Brent Oil Price Heads for 6% Weekly Gain as Hormuz Risk Supports Crude

Published on July 9, 2026

Key Points

  • Brent oil prices are near recent highs, set for a weekly gain of around 6% due to concerns over the Strait of Hormuz.
  • WTI crude is stable near $72 per barrel, with traders anticipating potential disruptions in Gulf shipping routes.
  • Expectations that the US and Iran may avoid a wider conflict are limiting oil's price upside.

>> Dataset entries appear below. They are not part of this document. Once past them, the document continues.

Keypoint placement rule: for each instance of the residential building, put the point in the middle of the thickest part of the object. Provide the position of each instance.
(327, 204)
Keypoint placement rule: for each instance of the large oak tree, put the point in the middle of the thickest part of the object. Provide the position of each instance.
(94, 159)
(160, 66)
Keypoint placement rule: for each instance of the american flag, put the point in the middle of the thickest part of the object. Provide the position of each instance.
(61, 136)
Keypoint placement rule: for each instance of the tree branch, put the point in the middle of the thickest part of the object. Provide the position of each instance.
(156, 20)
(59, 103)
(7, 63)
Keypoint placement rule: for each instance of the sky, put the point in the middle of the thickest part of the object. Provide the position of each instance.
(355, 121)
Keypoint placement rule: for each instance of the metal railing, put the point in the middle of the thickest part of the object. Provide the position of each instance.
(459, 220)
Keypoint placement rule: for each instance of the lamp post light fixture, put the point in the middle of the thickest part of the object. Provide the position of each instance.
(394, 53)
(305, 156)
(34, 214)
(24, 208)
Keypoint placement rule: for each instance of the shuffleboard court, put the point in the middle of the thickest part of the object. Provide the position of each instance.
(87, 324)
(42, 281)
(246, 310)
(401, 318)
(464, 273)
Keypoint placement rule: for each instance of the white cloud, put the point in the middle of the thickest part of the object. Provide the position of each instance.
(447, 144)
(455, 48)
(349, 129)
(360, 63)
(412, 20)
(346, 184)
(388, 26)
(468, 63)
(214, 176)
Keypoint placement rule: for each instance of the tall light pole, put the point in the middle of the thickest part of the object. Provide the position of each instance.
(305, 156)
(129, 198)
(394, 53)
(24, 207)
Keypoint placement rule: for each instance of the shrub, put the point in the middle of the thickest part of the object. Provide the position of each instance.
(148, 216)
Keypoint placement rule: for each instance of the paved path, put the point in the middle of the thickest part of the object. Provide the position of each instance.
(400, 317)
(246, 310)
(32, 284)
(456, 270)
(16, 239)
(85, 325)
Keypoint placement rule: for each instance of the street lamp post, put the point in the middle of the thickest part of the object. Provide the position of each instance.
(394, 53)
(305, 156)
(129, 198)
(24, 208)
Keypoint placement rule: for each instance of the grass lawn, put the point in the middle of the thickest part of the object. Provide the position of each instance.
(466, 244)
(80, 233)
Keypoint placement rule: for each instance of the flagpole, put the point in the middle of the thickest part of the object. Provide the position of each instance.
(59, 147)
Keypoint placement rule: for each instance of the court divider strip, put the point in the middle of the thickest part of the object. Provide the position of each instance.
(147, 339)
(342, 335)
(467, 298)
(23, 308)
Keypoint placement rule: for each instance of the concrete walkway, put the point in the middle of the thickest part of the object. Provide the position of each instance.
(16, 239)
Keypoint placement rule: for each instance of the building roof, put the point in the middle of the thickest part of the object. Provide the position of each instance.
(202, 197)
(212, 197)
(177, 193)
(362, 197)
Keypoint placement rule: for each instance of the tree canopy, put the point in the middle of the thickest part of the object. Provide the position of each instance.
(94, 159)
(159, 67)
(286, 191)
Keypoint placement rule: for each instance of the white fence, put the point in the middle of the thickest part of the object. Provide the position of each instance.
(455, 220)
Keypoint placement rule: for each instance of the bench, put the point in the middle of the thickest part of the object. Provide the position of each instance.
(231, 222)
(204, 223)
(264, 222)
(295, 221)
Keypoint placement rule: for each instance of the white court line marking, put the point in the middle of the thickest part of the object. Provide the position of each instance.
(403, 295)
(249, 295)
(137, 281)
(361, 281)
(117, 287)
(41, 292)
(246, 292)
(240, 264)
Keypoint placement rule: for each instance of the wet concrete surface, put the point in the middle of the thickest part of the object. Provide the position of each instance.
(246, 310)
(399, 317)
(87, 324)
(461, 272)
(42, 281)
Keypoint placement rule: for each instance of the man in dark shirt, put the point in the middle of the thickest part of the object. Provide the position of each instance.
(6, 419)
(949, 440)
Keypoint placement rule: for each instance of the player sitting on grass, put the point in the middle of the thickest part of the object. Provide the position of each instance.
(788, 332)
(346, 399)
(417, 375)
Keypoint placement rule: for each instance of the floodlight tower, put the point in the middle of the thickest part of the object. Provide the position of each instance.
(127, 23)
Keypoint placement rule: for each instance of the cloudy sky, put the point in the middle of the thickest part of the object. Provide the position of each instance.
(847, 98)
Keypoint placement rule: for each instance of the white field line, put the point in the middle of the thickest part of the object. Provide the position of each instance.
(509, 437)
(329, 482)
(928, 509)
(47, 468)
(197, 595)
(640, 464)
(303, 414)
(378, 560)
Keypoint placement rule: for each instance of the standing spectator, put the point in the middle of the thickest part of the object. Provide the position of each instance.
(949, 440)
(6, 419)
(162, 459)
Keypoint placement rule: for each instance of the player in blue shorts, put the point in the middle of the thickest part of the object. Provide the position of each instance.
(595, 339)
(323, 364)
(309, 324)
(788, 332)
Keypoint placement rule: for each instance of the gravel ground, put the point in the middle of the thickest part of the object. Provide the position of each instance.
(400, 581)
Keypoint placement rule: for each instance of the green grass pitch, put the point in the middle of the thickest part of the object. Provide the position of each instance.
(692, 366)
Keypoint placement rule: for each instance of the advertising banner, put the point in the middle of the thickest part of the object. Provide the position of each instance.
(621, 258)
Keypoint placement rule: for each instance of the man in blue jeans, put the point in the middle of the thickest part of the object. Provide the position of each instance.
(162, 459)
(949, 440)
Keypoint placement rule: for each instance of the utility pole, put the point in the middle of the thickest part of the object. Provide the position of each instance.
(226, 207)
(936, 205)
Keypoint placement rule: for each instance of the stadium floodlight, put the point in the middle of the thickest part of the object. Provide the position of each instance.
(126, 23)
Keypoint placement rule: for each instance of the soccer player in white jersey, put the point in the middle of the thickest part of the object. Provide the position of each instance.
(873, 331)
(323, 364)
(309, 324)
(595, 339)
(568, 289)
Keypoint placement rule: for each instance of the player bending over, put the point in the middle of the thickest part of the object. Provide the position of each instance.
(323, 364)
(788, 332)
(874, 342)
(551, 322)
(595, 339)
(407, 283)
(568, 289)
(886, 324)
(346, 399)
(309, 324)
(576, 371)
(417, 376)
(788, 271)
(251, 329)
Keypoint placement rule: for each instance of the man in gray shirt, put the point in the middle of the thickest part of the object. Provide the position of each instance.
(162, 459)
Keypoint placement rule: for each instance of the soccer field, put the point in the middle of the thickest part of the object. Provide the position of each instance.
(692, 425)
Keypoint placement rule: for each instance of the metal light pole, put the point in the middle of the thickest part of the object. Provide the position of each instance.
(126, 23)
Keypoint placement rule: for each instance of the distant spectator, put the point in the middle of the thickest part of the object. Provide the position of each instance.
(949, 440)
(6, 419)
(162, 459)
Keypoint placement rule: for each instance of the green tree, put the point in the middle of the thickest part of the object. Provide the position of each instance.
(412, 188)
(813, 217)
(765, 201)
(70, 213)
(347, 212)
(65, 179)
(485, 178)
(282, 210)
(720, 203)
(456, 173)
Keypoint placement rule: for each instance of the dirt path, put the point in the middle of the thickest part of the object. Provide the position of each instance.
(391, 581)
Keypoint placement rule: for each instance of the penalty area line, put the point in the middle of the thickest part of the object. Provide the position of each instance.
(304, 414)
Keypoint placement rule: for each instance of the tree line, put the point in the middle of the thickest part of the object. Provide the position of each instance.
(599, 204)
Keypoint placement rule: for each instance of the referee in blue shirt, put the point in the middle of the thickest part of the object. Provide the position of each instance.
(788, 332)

Brent and WTI Hold Firm After Volatile Week

Brent crude oil is on track for a strong weekly advance, trading near $76 per barrel, while WTI is close to $72. The rise reflects a renewed risk premium in crude markets following escalations between the US and Iran. Although prices have eased from midweek highs, concerns about shipping through the Strait of Hormuz remain significant.

Hormuz Risk Keeps Energy Traders Focused on Supply Security

The Strait of Hormuz is a critical energy route, with about one-fifth of global LNG trade passing through it. Limited disruptions can significantly affect market sentiment, as delays in shipping or increased insurance costs can impact energy flows even without a formal closure of the strait. Recent US-Iran tensions have kept traders cautious, with fears of further attacks on commercial shipping or infrastructure.

Diplomacy and Limited Energy Damage Cap Oil Upside

The oil price rally is tempered by signals that the conflict may remain limited. Comments from President Trump indicating that a full-scale war is unlikely have helped stabilize the market. Additionally, US military actions have focused on military targets rather than Iranian oil infrastructure, which has prevented traders from pricing in a major supply loss.

Why the Weekly Rally Remains Fragile

Despite Brent's notable weekly gain, the rally is vulnerable to reversal if the immediate supply threat diminishes. Oil prices typically react sharply to geopolitical risks, but the impact depends on whether these events alter actual supply flows. Temporary disruptions may support prices, but sustained disruptions would have a more significant effect.

Oil Market Outlook: Headlines May Matter More Than Inventories

The future movement in crude prices is likely to depend more on the security situation in the Strait of Hormuz than on routine inventory data. If tanker flows improve and diplomatic efforts continue, Brent may lose some of its recent gains. Conversely, any confirmed attacks on tankers or energy infrastructure could lead to increased volatility in the oil markets.